The study examined a business-as-usual—or Economic Deployment—scenario and six other scenarios that achieve zero carbon emissions by 2040. Notably, the report claimed that “with careful planning, Colorado can move to a reliable, affordable, and deeply decarbonized electrical grid by 2040.”
However, an analysis conducted by Always On Energy Research (AOER) found Ascend Analytics’ preferred zero-emissions by 2040 scenario, the “Optimized 100” scenario, hereafter referred to as the “OT100” scenario, would lead to higher costs than using natural gas or nuclear power to meet Colorado’s energy needs and cause massive rolling blackouts.

➤ AOER found that the true cost of the OT100 scenario is an additional $114.3 billion through 2040 compared to operating the current grid. If these costs are discounted at a six percent discount rate, as was the case in the Ascend analysis, the costs would be $56.6 billion, which is $5 billion higher than the costs reported in the Pathways to Deep Decarbonization Report conducted by Ascend Analytics.
➤ These higher cost estimates are due to several factors, including the fact that AOER estimated additional transmission line expenses, while Ascend did not, and AOER used current capital costs assumptions for new electricity generation facilities, rather than future projections, and more realistic costs for green hydrogen.
➤ OT100 scenario costs explode after 2040, costing an additional $214.6 billion through 2050, due to the high cost of using capital-intensive 12-hour battery storage and green hydrogen as a fuel for power plants to generate electricity during periods of low wind and solar generation.
➤ The OT100 scenario would result in rolling blackouts in 2040 during periods of low wind and solar output when there is not enough electricity stored at battery storage facilities to keep the lights on.

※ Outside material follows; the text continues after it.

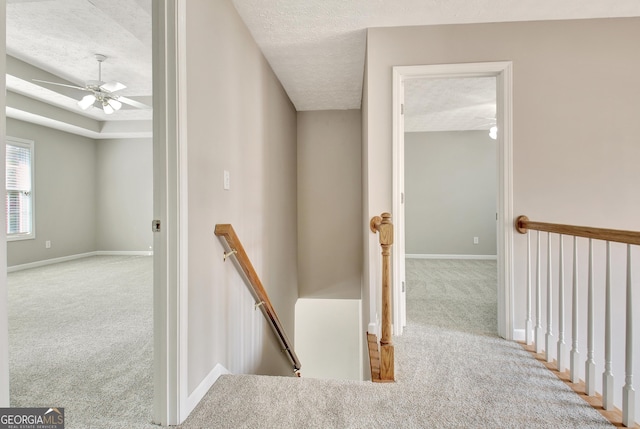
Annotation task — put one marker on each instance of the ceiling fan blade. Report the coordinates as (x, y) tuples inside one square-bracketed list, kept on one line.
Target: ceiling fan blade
[(133, 103), (60, 84), (113, 86)]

➤ From 2045 through 2049, the blackouts would be massive, with the longest blackout lasting 66 hours and the largest causing 59 percent of the state to suffer from power outages at its peak. These blackouts occur because the state would run out of stored hydrogen needed to generate electricity during low wind and solar output periods and charge the batteries on the system.

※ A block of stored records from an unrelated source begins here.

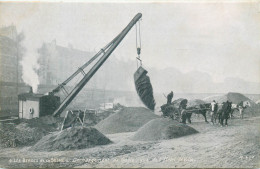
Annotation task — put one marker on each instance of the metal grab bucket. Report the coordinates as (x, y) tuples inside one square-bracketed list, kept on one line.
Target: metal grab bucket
[(144, 88)]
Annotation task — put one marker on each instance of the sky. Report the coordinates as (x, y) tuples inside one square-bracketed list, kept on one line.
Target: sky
[(221, 39)]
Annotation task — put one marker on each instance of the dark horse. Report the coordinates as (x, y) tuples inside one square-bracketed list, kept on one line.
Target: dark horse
[(200, 109), (224, 112)]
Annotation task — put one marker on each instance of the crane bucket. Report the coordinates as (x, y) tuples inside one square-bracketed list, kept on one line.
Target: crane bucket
[(144, 88)]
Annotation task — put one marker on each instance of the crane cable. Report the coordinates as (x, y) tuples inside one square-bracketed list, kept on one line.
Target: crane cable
[(138, 43)]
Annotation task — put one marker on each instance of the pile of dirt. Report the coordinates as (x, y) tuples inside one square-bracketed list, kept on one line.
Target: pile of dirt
[(162, 129), (24, 132), (128, 119), (70, 139)]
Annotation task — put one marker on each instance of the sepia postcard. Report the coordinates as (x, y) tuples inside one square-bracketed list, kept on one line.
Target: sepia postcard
[(130, 84)]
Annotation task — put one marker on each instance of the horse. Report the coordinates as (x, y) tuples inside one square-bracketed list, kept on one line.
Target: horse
[(224, 112), (200, 109), (213, 113), (240, 107)]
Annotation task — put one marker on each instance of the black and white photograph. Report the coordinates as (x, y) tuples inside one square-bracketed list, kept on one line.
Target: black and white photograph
[(130, 84)]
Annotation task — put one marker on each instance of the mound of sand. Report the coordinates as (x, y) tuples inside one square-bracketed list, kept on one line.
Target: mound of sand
[(162, 129), (71, 138), (233, 97), (26, 132), (128, 119)]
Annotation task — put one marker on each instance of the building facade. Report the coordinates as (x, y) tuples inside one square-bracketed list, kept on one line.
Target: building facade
[(57, 63)]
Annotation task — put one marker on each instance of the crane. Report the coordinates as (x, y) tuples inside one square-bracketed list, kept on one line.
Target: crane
[(105, 52)]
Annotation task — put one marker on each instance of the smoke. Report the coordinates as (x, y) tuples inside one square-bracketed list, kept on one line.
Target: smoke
[(30, 67)]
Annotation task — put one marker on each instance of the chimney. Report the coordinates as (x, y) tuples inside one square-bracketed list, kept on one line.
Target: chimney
[(30, 91)]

➤ These blackouts would be costly to Colorado’s economy. AOER identified a hypothetical nine-day period in 2047 where Colorado would experience 136 hours of blackouts, which would cost Colorado’s economy more than $5.2 billion in lost economic activity.

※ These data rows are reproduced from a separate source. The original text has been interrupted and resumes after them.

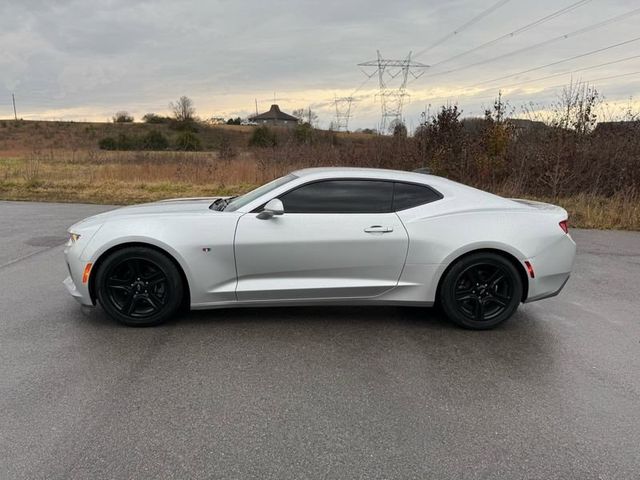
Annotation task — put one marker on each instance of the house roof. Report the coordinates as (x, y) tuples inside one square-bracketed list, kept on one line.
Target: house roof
[(274, 113)]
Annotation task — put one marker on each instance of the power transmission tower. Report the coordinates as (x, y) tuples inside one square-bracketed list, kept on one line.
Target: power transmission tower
[(343, 113), (392, 79)]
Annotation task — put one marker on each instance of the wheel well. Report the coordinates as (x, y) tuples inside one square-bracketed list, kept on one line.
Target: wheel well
[(519, 268), (186, 299)]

➤ Using natural gas to replace all but one of Colorado’s coal plants (Comanche 3) and meet the growing demand for power would only cost an additional $9.5 billion through 2040 and $15.3 billion through 2050, compared to operating the current grid. This makes the 2050 cost of using natural gas far less than the $214.6 billion in the OT100 scenario. This Natural Gas scenario would have zero blackouts and cost a fraction of the price of the OT100 scenario.
➤ Colorado could build 15,500 megawatts (MW) of new nuclear power, batteries, and combustion turbine natural gas plants for an additional $73 billion through 2040 and $145.9 billion through 2050, compared to operating the current grid. This means using nuclear power, natural gas, and battery storage will cost $41.3 billion and $68.7 billion less than the cost of the OT100 scenario, respectively, while achieving emissions reductions of 90 percent with zero blackouts.
➤ This plan balances costs and emissions reductions while taking advantage of recent legislation allowing nuclear power to qualify as a “clean” resource for meeting the Centennial State’s decarbonization mandates.
All energy decisions have trade-offs. Using natural gas power plants to meet growing demand will provide the lowest-cost electricity for Colorado families and businesses, but achieve the fewest emissions reductions on a per megawatt hour (MWh) basis. Nuclear can achieve reliable electricity with large reductions in emissions, but at a higher price tag than natural gas. The OT100 scenario is the worst of all worlds, subjecting Coloradans to high prices and rolling blackouts, but it would reduce emissions the most.